I have dug myself into a financial hole. A deep one. I am trying to budget for May and I realize that I'll be out of money by the first. Unless I quit smoking. Which I'll have to do anyway, because I'll be broke.
This wouldn't bother me too much, normally. I'm used to being broke. This is a big month though. My parents 25th anniversary is this month, my niece's first communion is this month, and it's Cole's first birthday this month! I usually don't care about gift giving, and I see most occasions as a big waste of money. These are BIG events, though. Milestones. And I want to give presents!!
I also feel worse because the last time I talked to Ben, he told me that he still gives me money out of the goodness of his heart. Because he doesn't want to see me without. What a dick move...
Not that he was trying to be a dick... But it makes me feel like a worthless pile of excrement. Like I can't take care of myself.
Maybe it's just time to accept the fact that I can't.
That I am a pretty non-productive human being.
I really don't get why anyone at all cares about me.
And for some reason, when people do care about me, I feel worse. I feel unworthy. What do I do to deserve it?
But, on the bright side, all those milestones are happening next month! Somehow my parents made it to 25 years. They've been through so much together. A lot of it bad. If it wasn't for the tenacity of my mother, I would have grown up in a split household like so many kids my age did. I've questioned her choices many times, and I know I would never be able to do what she's done. I don't know if she made her choices because she was afraid to be alone, or if she really does love my dad with everything she's got. Maybe she's just got the soul of a fighter.
My dad sure as hell doesn't deserve her.
I can't believe Cole is turning 1!! Already! He's growing pretty slow. He's 11 months and he doesn't really walk yet, he says Mommy, but that's about it. He only has two teeth and he doesn't really eat solid food yet. That's just fine, everyone is different. I just heard tonight that his mom is giving him pizza, and hotdogs though. She's trying to get him to eat table food so he can go to daycare at The Y with her. Um... You don't force it... Sure, daycare is expensive, but not at the risk of your kids health. Cole has had problems digesting things, and she gives him shit like that to eat? What a dumb *expletive*.

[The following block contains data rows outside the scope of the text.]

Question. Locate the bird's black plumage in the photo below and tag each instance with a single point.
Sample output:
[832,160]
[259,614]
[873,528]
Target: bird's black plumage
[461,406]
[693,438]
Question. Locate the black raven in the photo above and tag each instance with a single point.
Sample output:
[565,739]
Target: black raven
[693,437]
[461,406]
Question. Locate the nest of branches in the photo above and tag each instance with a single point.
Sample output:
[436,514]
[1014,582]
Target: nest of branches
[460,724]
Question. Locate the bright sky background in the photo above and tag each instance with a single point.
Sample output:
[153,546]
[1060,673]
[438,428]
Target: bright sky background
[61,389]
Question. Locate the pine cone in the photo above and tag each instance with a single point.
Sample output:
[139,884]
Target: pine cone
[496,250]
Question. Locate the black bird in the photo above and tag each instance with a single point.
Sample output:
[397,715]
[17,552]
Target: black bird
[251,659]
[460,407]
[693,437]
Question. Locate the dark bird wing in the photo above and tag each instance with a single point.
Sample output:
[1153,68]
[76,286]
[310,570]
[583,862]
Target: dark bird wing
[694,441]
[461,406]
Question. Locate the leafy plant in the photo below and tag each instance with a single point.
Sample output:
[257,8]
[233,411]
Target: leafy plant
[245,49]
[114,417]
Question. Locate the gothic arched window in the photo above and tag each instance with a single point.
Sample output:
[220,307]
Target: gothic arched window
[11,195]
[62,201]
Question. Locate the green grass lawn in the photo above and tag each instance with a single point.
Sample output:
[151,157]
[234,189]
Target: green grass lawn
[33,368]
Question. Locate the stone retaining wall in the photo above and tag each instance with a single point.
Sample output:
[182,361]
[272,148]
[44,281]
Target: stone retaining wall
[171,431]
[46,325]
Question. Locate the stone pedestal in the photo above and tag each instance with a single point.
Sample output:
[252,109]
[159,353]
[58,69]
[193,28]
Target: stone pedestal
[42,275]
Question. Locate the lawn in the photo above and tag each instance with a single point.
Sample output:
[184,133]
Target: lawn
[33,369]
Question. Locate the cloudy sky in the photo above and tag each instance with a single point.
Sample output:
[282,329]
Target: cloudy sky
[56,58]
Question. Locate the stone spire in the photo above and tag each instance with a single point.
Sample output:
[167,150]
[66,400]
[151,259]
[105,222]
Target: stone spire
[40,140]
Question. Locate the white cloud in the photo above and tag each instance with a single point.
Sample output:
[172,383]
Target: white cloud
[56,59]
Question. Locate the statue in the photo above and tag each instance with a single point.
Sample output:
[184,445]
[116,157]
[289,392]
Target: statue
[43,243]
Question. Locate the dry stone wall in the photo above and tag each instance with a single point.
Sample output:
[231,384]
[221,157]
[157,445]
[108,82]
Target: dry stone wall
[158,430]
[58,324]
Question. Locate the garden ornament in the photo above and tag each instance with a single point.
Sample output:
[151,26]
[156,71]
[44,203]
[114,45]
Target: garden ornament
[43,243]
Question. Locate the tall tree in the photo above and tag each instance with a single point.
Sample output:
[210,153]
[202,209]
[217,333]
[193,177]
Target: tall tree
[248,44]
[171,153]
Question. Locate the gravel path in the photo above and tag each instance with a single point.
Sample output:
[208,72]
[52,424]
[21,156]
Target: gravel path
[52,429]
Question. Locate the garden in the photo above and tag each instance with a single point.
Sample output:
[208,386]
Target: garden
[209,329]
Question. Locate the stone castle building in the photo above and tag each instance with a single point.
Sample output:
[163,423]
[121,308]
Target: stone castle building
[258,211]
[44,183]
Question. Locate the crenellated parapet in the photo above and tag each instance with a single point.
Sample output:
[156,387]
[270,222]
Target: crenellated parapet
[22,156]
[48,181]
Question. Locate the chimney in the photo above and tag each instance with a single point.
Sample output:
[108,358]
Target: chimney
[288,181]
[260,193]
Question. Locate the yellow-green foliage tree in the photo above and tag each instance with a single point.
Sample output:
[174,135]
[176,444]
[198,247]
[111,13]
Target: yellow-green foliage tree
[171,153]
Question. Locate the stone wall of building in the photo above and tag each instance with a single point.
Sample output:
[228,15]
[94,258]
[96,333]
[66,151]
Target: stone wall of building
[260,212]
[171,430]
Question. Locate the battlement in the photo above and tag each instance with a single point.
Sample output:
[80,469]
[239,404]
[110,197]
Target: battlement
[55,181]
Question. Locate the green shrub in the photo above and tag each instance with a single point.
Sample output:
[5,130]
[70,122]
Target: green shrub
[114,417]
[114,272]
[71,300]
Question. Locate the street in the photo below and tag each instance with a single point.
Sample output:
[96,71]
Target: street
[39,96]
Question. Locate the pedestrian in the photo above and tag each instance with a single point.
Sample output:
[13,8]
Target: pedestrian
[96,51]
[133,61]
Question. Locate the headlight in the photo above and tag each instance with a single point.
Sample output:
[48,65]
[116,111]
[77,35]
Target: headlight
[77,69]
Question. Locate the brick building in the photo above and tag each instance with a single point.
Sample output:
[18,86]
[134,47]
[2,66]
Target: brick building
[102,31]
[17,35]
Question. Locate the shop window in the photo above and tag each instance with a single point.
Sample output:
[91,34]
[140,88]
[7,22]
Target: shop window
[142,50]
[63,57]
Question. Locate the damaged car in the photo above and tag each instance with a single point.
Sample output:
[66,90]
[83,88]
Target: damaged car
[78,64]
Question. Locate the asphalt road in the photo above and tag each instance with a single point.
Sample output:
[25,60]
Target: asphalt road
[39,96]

And, personally, I could care less about my niece's communion, but it's a big deal to her. So I guess I'll go and find something to give her.
Now, I'm done sounding like an uncaring *expletive*.
Lindsay
Wow hot dogs at that age are a choking hazard! That's not good! I'm sorry your broke, but who isn't? I hope things work out and you can find a job, money, and a car soon! Maybe you could baby sit your nephew.
ReplyDeleteThey've never asked me to babysit, and I've never offered. I'm not good with babies! Haha! And I'm pretty sure there are some people out there who aren't broke! What really gets me are the people that make enough money to live well, but they manage their money poorly. Ugh!